In looking at a vehicle rental operation with the goal of improving profitability, improving utilization is almost always near the top of the list of things to focus on.
However, improving utilization is usually easier said than done.
We choose and train customer service agents who like people and like to make customers happy. A rental agent with good customer service instincts will want to have the correct vehicle cleaned and ready for each reservation and, if possible, other vehicles available in case the customer wants to upgrade or decides that the vehicle reserved is not exactly what is needed.
However, the rate structure in the always competitive vehicle rental industry requires most vehicle rental operations to run high utilization to be profitable. This is why a successful rental operator must foster a culture of high utilization. Employees must be trained to think that running out of cars is good, not bad.
High utilization is impossible without a good fleet plan, which provides the right number and right mix of vehicles throughout the year. Fleet planning is one of the most important aspects of a successful car rental business, and could be the subject of a series of articles or even a book. We will talk about fleet planning techniques that help decide the correct number of vehicles. Fleet mix, manufacturers, risk versus program, and other aspects of a good fleet plan will not be discussed here.
Calculate Your Optimal Fleet Size
Predicting the future is never easy, and as we have seen recently, sometimes impossible. The best place to start looking into the future is to look at the past or, in this case, your history of renting vehicles. You should have a record of the number of vehicles on rent, ideally by day, but at least have monthly averages. If this history goes back two years or more you can look at year-over-year changes and seasonal factors, though even one year’s history is useful.
Though this is changing with the new economy, the industry historically tended to be over-fleeted. This is partly because we often measure ourselves by fleet size and partly because the manufacturers used to make it very tempting and easy to add fleet. Those days are probably gone, but it is still a very useful exercise to look at what size fleet we should have had in the recent past.

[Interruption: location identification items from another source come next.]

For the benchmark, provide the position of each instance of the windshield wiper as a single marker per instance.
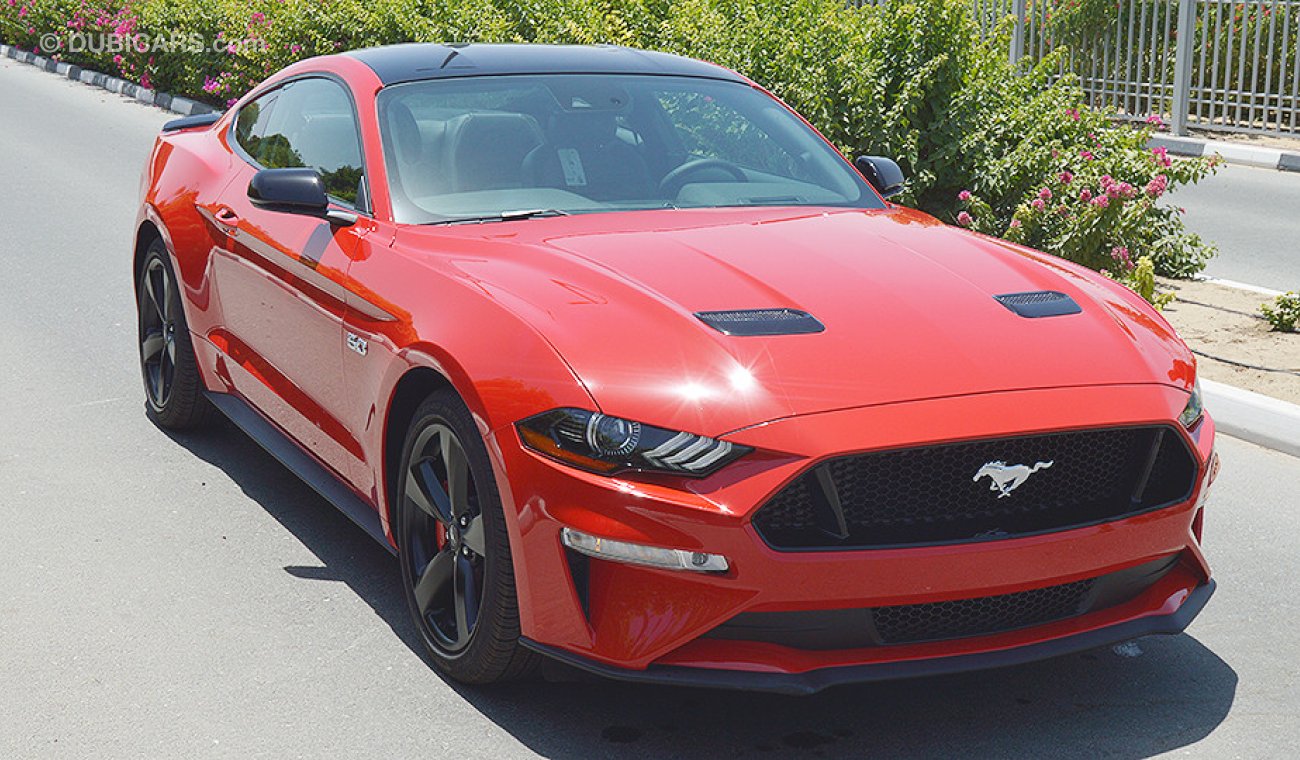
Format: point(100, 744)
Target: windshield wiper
point(534, 213)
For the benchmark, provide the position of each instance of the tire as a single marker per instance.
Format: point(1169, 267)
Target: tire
point(173, 390)
point(454, 550)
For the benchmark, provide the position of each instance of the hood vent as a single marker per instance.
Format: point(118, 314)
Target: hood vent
point(1039, 303)
point(762, 322)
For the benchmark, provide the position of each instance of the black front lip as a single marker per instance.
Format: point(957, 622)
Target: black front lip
point(814, 681)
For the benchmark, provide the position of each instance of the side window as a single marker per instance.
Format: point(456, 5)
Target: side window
point(308, 122)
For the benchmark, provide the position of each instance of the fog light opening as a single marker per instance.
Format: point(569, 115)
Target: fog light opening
point(637, 554)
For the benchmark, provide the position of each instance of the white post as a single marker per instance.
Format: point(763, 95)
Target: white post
point(1018, 9)
point(1183, 52)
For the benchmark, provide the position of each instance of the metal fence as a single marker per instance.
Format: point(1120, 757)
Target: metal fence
point(1205, 64)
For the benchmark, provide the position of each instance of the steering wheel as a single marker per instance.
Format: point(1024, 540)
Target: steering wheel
point(674, 181)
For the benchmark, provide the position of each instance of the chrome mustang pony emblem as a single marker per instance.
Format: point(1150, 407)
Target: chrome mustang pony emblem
point(1008, 478)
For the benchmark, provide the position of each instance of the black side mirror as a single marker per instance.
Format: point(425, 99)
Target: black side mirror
point(294, 191)
point(882, 173)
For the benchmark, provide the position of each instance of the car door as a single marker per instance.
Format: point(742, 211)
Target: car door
point(280, 279)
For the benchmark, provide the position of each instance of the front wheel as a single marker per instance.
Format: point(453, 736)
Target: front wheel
point(453, 547)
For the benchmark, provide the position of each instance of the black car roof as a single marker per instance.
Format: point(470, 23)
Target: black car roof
point(408, 63)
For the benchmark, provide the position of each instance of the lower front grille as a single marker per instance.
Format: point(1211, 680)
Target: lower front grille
point(980, 616)
point(910, 624)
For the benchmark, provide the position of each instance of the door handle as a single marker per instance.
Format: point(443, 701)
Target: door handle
point(225, 216)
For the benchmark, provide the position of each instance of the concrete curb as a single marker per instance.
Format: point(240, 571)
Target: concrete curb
point(1255, 417)
point(182, 105)
point(1231, 152)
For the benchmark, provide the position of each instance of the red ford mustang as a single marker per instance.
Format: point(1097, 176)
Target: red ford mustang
point(633, 370)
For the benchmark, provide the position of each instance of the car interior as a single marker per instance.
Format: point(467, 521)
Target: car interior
point(584, 143)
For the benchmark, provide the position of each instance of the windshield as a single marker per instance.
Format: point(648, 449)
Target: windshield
point(485, 148)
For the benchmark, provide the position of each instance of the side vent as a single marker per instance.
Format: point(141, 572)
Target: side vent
point(1039, 303)
point(762, 322)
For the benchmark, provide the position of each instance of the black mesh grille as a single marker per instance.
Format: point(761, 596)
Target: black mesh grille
point(905, 624)
point(973, 617)
point(943, 494)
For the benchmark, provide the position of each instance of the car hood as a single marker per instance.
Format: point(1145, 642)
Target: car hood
point(906, 302)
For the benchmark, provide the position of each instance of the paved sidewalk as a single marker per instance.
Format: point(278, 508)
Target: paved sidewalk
point(1233, 152)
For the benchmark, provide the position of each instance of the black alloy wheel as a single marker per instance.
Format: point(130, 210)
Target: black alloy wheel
point(445, 537)
point(454, 550)
point(173, 390)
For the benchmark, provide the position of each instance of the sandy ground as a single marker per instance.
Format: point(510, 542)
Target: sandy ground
point(1226, 324)
point(1281, 142)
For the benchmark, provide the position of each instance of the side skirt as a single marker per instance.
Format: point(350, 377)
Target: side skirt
point(302, 464)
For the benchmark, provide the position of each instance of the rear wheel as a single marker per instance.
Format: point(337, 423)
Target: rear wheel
point(173, 391)
point(454, 551)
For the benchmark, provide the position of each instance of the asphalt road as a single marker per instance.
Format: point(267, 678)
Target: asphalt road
point(1253, 216)
point(183, 596)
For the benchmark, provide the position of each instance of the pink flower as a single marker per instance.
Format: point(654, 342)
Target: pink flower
point(1121, 255)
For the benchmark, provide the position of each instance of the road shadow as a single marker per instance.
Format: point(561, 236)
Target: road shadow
point(1160, 695)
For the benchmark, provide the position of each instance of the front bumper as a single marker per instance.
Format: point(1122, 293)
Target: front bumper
point(644, 624)
point(814, 681)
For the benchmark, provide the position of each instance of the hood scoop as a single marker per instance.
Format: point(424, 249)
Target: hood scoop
point(1039, 303)
point(762, 322)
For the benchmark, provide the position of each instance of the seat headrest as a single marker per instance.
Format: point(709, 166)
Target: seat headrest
point(406, 133)
point(329, 142)
point(485, 151)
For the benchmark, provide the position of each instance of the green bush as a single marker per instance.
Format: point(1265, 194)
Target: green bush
point(1283, 313)
point(1005, 152)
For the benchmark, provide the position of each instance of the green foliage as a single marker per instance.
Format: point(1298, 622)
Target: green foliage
point(910, 79)
point(1283, 313)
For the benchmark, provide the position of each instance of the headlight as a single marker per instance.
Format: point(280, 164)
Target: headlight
point(607, 444)
point(1194, 409)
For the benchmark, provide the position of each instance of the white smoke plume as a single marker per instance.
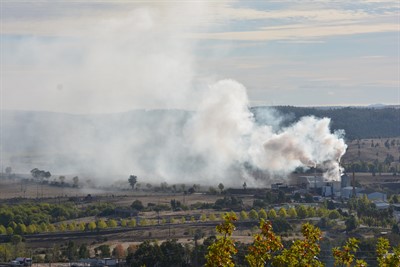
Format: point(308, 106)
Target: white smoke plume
point(143, 60)
point(224, 130)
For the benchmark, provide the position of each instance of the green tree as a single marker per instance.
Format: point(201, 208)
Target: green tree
point(243, 215)
point(132, 181)
point(292, 213)
point(173, 253)
point(351, 223)
point(282, 213)
point(334, 214)
point(253, 214)
point(221, 251)
point(132, 223)
point(137, 205)
point(101, 224)
point(272, 214)
point(118, 251)
point(83, 251)
point(221, 187)
point(103, 251)
point(91, 226)
point(147, 254)
point(262, 214)
point(112, 223)
point(302, 252)
point(346, 255)
point(75, 182)
point(264, 246)
point(301, 212)
point(385, 258)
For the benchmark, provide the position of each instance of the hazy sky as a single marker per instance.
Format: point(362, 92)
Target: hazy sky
point(110, 56)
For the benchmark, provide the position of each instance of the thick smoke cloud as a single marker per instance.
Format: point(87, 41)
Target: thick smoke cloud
point(144, 60)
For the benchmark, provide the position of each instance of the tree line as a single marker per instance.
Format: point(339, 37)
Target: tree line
point(358, 123)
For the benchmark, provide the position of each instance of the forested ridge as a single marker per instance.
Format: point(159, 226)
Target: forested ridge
point(358, 123)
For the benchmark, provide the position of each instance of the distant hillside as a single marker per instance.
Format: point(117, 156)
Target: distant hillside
point(358, 123)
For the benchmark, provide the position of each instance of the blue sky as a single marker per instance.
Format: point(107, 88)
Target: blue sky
point(84, 57)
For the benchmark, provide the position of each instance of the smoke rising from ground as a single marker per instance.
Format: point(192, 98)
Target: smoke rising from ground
point(144, 60)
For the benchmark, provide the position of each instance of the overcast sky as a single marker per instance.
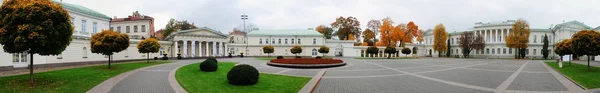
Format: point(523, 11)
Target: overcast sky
point(224, 15)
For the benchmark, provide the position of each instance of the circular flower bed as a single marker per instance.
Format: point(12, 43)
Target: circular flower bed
point(307, 62)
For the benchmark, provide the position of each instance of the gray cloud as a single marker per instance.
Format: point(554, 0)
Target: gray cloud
point(224, 15)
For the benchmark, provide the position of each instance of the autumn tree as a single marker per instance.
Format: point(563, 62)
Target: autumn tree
point(109, 42)
point(346, 26)
point(374, 26)
point(545, 50)
point(519, 37)
point(439, 39)
point(564, 48)
point(268, 49)
point(385, 32)
point(34, 27)
point(296, 50)
point(148, 45)
point(368, 36)
point(323, 50)
point(326, 31)
point(410, 32)
point(390, 50)
point(586, 42)
point(372, 50)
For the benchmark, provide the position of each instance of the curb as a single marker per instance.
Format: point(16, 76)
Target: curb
point(108, 84)
point(173, 82)
point(312, 84)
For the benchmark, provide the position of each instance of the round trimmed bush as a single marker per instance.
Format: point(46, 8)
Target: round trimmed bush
point(212, 59)
point(242, 75)
point(209, 66)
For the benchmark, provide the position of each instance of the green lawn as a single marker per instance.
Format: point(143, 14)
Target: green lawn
point(195, 81)
point(579, 73)
point(74, 80)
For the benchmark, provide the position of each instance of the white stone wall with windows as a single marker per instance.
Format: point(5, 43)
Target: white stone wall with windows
point(135, 29)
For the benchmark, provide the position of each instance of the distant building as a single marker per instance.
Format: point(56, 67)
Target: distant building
point(137, 26)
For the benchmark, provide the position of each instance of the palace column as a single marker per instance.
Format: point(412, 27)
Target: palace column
point(214, 49)
point(200, 49)
point(184, 49)
point(176, 47)
point(225, 49)
point(193, 48)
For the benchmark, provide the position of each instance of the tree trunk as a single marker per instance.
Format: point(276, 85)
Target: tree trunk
point(31, 70)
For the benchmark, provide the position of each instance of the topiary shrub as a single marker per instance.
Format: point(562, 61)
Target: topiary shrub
point(242, 75)
point(212, 59)
point(208, 66)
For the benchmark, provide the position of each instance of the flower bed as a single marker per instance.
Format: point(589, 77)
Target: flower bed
point(307, 61)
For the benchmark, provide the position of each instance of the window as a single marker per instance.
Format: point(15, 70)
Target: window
point(534, 39)
point(72, 19)
point(127, 29)
point(143, 28)
point(119, 29)
point(84, 52)
point(83, 23)
point(95, 27)
point(135, 29)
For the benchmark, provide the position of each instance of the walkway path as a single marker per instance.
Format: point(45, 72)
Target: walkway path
point(425, 75)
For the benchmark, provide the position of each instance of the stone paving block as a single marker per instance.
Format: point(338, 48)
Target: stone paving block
point(144, 82)
point(489, 79)
point(423, 69)
point(391, 84)
point(308, 73)
point(536, 82)
point(361, 73)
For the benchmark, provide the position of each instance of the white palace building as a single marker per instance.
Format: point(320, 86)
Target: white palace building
point(207, 42)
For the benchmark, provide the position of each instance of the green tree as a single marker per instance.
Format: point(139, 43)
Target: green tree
point(545, 50)
point(268, 49)
point(109, 42)
point(346, 27)
point(296, 50)
point(372, 50)
point(35, 27)
point(323, 50)
point(564, 48)
point(405, 51)
point(148, 45)
point(390, 50)
point(586, 42)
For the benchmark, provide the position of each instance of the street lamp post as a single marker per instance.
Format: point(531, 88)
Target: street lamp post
point(244, 18)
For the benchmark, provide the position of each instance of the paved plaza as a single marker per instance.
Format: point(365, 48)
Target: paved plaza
point(424, 75)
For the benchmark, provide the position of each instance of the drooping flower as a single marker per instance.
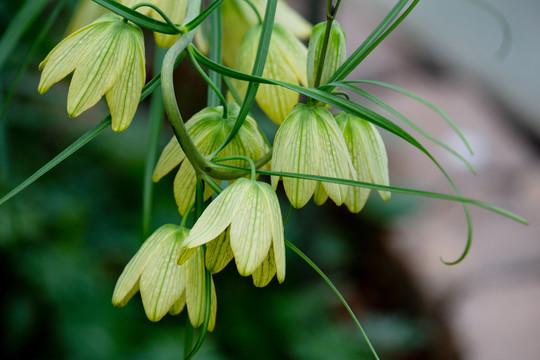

If you only have monthly average on-rent data available, divide each month’s average on rent by 0.85. This gives you a simplistic view of the fleet size you would have needed to achieve 85 percent utilization. If you have daily numbers, write down the highest number of vehicles on rent each month. Add 2 percent for vehicles in service. This gives you the number of vehicles you would have needed to never lose a rental by being out of vehicles. However, this is not the correct size fleet, because no operation can afford to never be out of cars. Calculate the average on rent for each month and you will see that the fleet size we just arrived at does not yield good utilization.